Ads (728x90)


postviews postviews postviews

Dilihat kali


Penasehat Hukum, Parulian Situmeang (Fhoto : realitasnews.com)

BATAM, Realitasnews.com – Pehasehat Hukum tiga terdakwa dugaan kasus penyerobotan lahan MKGR di Batuaji, Batam, Parulian Situmeang SH mengatakan bahwa nomor Hak Pengunaah Lahan (HPL) dan nomor Peta Lokasi milik PT Tunas Wahana Sejahtera (PT TOS) yang ditunjukkan Jaksa Penuntut Umum (JPU) kepada Majelis Hakim pada persidangan di Pengadilan Negeri yang digelar Kamis sore (5/1/2017) tidak sama dengan nomor HPL yang merupakan sempadan dari lahan DPC MKGR. 

“Nomor HPL dan Peta lokasinya yang ditunjukkan JPU tadi tidak sama dengan nomor HPL dari sempadan lahan milik DPC MKGR,” kata Parulian

Perbedaan nomor HPL ini menurut Parulian Situmeang bisa saja menjelaskan bahwa lahan yang dialokasikan MKGR ke warga bukan lahan milik PT TOS.

Ia juga menyebutkan bahwa lahan yang dialokasikan Otorita Batam yang kini menjadi BP Batam ke PT TOS awalnya sudah dialokasikan ke DPC MKGR seluas 29,8 hektar. Namun, lanjut Parulian, lantaran MKGR tidak memiliki dana untuk membayar Uang Wajib Tahunan Otorita (UWTO) MKGR hanya mamppu mengolah lahan tersebut seluas 11.7 hektar.

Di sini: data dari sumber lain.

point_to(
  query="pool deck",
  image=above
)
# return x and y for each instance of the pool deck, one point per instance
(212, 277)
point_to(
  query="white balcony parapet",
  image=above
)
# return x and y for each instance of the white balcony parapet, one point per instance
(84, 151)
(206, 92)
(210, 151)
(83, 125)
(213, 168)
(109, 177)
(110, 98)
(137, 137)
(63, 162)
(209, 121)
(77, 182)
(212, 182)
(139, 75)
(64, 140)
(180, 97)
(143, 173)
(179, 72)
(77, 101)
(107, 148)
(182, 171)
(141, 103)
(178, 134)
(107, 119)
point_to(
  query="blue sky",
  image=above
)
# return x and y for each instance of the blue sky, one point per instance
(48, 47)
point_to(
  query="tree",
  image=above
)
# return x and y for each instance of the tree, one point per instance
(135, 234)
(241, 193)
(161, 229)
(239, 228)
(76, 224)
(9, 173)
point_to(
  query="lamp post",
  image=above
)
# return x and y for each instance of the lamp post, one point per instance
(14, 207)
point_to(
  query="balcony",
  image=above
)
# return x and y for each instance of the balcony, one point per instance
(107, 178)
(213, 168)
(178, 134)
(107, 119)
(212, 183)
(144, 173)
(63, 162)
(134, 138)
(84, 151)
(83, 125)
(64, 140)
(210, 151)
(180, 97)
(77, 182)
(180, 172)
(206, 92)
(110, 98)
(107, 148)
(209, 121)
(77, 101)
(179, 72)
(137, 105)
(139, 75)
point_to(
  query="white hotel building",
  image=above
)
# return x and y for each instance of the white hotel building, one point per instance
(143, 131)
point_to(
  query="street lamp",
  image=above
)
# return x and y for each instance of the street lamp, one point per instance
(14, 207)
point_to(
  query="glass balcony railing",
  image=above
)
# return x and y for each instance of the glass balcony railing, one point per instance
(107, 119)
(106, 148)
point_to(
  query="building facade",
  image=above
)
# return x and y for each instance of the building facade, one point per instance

Mengetahui ada sisa lahan MKGR seluas 18,1 hektar yang UWTO nya belum dibayar oleh DPC MKGR ke BP Batam secara diam diam sipelapor yakni Luns mengajukan lahan ke BP Batam.

“Kuat dugaan kami agar Luns memperoleh lahan yang luas termaksuk lahan yang akan digunakan membangun kantor MKGR dan Posyandu Luns mengajukan permohonan lahan dengan mengunakan PT TOS,” jelas Parulian.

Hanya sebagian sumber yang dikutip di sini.